On September 21, 2012, Sala Diaz Gallery in San Antonio held a funeral. A 10-watt bulb dimmed the normally bright white walls of the space, which were now covered in the shadows cast by rows of chairs lined up facing a modest cloth covered casket. Inside the casket laid a wax replica of the artist Jeremiah Teutsch, who sculpted his own likeness out of wax and silicon. “Just remember, that death is not the end,” sang Nick Cave over the rooms PA system while visitors walked by the casket and peered in at someone who was also standing in the same room as them.
There is a long tradition of staging your own death, be it for legal reasons (Ken Kesey), therapy (fake funerals of South Korea) or for a change of pace (pseudocide). When I spoke to Jeremiah over brunch in San Antonio, he told me his reason for throwing himself a funeral began as a way to activate the entire gallery space and not spend a lot of money. Funeral expenses might add up for some, but Jeremiah only spent $250. He was loaned a casket by a local funeral director, already owned a suit and kept the number of flower arrangements to just two, which he bought at the grocery store. His greatest expense was the materials he used to mold his face, a prototype of which he proudly pulled out of his satchel to present to me over our huevos motuleños. It was the lower half of his face; nose, lips and chin looking like they could convincingly eat the plate of food in front of them. The likeness was uncanny, making me wonder about the reaction he received from the piece.
“Well, I got a lot of side comments about helping people fake their own death,” he said, with a smirk before quietly admitting, “and there were some people that started crying.” The guests weren’t told about the subject of the piece before they arrived, so for many of his friends, walking into his funeral was a shock. This was part of his point,
“As an artist, I elicit responses. One piece I made was a ‘bad room’, the entrance was series of hallways the zig-zagged for a while, then the ceiling dipped low and a strobe light went off to add to the distraction.” He appreciates experiential art most, pieces that engage all the senses, they way his funeral piece, entitled Momento Murray, did. (“I thought it was funny; I actually hate show titles,” he said of the name). The visual of his body was paired with mournful music, the scent of funeral flowers and of course, feelings of loss and sadness.
“Some people actually thought it was me, they thought it was a performance piece,” he said, adding that even images of the wax Jeremiah looked too real for some. “My mom saw pictures of the piece of the internet and it got her upset, she was like ‘you’re not supposed to die before me!’”
To prepare for his show, Jeremiah spent time at the Mütter Museum in Philadelphia, where his girlfriend at the time was an intern.

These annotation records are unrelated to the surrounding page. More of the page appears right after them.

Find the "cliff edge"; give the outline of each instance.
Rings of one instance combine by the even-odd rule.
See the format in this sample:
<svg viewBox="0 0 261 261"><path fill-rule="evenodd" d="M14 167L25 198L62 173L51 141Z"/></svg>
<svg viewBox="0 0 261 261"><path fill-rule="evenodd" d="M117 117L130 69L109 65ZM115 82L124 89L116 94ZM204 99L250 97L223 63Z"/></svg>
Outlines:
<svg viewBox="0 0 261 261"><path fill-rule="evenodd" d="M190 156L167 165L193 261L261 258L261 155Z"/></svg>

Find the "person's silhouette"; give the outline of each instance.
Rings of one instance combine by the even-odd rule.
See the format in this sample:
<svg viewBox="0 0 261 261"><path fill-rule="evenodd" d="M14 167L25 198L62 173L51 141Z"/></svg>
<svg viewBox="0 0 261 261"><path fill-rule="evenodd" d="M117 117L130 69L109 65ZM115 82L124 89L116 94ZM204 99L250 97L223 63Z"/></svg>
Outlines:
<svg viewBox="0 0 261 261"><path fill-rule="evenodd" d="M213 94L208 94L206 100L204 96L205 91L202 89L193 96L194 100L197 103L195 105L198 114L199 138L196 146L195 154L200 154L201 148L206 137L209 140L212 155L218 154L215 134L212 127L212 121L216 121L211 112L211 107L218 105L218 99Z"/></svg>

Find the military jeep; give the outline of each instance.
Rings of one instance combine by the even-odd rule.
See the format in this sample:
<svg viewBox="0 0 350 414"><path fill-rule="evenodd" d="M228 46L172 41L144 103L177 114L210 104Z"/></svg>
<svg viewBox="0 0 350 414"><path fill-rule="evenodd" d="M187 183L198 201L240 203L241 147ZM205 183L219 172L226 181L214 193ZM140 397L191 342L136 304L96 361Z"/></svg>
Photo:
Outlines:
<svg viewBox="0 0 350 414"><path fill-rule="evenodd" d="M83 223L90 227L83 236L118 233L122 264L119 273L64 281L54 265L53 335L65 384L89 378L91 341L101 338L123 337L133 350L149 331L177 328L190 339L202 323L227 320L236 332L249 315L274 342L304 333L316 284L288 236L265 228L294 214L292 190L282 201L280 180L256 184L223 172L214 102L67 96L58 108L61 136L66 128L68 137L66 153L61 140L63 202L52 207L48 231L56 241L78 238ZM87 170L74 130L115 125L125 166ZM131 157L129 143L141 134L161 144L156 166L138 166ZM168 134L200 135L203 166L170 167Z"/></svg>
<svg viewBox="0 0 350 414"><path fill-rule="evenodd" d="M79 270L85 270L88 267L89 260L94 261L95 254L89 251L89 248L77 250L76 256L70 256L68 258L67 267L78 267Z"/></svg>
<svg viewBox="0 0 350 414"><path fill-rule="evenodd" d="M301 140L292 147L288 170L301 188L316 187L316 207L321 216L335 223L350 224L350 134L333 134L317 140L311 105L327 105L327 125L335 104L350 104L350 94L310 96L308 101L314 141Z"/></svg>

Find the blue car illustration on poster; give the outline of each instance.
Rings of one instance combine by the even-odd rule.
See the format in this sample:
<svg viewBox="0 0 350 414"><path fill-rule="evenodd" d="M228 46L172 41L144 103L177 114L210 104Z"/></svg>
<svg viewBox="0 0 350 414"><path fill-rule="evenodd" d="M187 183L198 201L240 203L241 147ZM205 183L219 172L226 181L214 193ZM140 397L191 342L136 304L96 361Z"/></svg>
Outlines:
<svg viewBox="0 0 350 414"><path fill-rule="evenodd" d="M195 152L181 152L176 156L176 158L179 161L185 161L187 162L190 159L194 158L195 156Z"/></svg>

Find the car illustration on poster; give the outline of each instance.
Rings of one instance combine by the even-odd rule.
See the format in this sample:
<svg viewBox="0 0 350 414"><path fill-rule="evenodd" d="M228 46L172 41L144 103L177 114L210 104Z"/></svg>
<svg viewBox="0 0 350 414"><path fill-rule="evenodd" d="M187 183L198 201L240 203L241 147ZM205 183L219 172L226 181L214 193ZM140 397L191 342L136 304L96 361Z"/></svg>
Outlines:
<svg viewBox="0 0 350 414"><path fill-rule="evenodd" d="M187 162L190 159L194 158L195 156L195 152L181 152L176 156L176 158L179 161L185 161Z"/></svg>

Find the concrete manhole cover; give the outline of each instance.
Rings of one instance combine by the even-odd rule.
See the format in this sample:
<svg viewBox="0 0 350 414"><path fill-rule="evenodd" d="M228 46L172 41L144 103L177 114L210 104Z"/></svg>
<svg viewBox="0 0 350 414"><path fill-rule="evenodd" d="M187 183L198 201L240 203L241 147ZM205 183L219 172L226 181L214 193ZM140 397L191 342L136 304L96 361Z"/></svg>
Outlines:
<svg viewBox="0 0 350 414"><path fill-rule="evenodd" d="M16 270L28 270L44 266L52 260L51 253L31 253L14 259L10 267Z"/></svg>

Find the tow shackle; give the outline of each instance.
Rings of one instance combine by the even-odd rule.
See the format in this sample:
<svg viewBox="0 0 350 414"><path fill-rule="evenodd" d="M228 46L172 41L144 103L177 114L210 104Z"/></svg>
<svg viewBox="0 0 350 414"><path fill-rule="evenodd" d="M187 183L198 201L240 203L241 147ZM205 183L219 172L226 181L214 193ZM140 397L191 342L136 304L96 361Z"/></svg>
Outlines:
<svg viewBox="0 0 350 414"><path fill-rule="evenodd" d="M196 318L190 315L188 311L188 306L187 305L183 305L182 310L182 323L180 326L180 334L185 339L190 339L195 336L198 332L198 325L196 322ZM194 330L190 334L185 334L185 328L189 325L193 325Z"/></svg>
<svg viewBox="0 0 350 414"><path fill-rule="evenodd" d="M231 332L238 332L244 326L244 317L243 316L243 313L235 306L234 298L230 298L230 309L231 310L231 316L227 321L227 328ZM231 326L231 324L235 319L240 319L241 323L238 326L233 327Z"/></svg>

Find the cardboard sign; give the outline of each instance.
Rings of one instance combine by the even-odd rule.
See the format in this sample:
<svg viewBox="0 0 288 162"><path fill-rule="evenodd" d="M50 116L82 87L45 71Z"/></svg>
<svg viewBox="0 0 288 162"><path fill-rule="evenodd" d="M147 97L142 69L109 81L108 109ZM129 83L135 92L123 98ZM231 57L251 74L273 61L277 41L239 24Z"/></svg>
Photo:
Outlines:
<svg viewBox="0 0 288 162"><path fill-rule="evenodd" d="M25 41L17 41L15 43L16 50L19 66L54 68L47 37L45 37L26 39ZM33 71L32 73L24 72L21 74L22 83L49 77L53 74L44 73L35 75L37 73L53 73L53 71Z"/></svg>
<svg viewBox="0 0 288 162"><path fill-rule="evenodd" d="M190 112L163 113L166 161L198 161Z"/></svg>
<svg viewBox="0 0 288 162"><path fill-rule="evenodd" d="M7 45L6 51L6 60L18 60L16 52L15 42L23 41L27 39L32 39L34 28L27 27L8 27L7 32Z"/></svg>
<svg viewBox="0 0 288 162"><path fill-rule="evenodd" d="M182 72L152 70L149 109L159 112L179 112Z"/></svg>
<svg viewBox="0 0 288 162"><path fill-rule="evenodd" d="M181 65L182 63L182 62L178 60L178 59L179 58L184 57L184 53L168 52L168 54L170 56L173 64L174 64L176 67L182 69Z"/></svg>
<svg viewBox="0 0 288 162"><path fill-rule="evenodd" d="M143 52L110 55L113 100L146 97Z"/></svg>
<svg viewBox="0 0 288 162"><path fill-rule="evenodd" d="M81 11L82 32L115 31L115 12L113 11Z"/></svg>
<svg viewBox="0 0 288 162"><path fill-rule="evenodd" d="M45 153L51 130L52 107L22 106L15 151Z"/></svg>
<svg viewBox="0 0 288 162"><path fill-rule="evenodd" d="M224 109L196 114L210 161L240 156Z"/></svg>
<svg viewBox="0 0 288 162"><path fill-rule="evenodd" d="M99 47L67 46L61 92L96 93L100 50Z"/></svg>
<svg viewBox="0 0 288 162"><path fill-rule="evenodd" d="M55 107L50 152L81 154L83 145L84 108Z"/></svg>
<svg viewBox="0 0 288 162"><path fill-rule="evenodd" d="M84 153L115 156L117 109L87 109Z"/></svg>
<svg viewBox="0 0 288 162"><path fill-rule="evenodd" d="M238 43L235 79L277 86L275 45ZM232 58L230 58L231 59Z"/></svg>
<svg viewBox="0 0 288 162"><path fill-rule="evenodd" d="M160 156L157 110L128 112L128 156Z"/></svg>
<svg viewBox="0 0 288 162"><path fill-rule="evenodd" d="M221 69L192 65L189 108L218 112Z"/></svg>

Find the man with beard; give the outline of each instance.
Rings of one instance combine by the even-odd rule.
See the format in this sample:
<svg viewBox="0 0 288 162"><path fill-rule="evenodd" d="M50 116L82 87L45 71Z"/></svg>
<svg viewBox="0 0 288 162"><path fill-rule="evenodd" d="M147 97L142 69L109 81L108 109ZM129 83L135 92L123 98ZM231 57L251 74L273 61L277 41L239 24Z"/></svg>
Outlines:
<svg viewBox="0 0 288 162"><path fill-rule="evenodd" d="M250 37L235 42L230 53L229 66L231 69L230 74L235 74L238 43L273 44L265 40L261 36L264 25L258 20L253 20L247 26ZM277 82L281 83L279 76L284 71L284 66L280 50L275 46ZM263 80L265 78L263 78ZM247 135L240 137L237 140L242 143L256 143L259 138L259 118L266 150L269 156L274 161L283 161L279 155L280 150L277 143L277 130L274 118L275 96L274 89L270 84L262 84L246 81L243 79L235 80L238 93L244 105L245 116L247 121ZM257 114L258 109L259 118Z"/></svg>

“I’d go to see the basement and wet specimen’s lab and talk to the curator about the collection of wax models.” His degree is in drawing and painting, but moved into sculpture after becoming interested in anaplastology. “I made two small wax medical models, one was in a jar, and one was mounted to wood.”

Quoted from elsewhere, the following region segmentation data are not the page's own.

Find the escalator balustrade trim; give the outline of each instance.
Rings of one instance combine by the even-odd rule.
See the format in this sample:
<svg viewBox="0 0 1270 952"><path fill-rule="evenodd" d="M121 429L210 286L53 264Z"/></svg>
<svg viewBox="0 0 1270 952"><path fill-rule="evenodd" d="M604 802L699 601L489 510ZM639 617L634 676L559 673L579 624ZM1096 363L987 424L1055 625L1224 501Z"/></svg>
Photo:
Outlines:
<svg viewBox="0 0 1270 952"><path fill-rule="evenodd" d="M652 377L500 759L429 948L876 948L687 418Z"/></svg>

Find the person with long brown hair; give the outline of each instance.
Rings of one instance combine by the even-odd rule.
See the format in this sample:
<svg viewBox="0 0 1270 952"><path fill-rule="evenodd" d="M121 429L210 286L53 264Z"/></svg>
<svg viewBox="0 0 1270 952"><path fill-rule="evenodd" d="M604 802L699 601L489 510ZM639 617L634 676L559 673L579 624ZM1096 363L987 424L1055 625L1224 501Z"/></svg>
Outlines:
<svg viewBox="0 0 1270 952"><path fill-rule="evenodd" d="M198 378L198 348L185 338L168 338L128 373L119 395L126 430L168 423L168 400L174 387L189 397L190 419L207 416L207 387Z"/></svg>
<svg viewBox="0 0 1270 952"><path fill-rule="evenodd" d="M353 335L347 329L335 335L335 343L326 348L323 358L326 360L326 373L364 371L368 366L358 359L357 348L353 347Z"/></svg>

Momento Murray was also a wax sculpture of his face-a sort of death mask that he made from a cast of his own face. He used batting to stuff the body. His work is reminiscent of provocateur artists like Maurizio Cattelan whose sculpture Now features a lifesize JFK barefoot in his casket or Sleepwalker, by Tony Matelli a life sized wax sculpture of a man in his underwear hazily walking through Wellesley College campus. It’s the later that Jeremiah feels more akin to, Matelli’s work causing a more public reaction both with its extreme life-likeness as well as placement: an all-women’s campus. Transforming a gallery into a funeral parlor forces people to confront their own fears of loss and death, something he himself was working through when he created the piece.

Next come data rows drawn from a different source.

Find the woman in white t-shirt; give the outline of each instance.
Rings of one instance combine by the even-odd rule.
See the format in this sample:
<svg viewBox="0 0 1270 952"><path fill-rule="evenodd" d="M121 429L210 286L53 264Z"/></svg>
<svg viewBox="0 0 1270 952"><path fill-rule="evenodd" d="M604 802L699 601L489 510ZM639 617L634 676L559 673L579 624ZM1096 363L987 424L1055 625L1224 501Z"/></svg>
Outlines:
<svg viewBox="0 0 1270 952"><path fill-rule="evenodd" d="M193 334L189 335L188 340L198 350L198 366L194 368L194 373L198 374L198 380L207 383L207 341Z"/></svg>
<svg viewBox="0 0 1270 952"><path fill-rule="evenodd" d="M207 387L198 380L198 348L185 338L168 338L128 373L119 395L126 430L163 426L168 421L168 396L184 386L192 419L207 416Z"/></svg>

“I really thought I was going to die when I was 28,” he said, “I called the ambulance on myself after a panic attack because I was so sure I was going to die.” Now that he’s seen himself experience his final goodbye and has let his friends know what he wants, Jeremiah says he feel comfortable with it. “I’m considering doing this every couple of years, making changes to reflect how I’ve changed.”
It’s an interesting project to consider, to practice having your funeral every couple of years until you get it just right. A couple of tweaks Jeremiah has already decided on are a different casket-he prefers the plain coffin style to ornate caskets-and enjoys the idea of possibly having his corpse stand up, as has been done recently. It certainly adds for shock value; however Jeremiah has got a deeper sensibility for his work.
“I tried very much to make my face look slightly damaged,” Jeremiah said of his wax corpse. “We have such a funny perspective on death in this country; we see it so much, death on TV, movies, but yet they (actors) still look alive.” From this perspective, the corpse-standing-up-pose could be read as a sort of satire about American’s misunderstanding of what death actually looks like.
Until then, wax Jeremiah stays with the real Jeremiah at his studio in San Antonio, like an incorruptible saint of death acceptance. He’ll surely be recognized at the next funeral he appears at, giving death a more familiar face until the time when it no longer needs to wear a mask.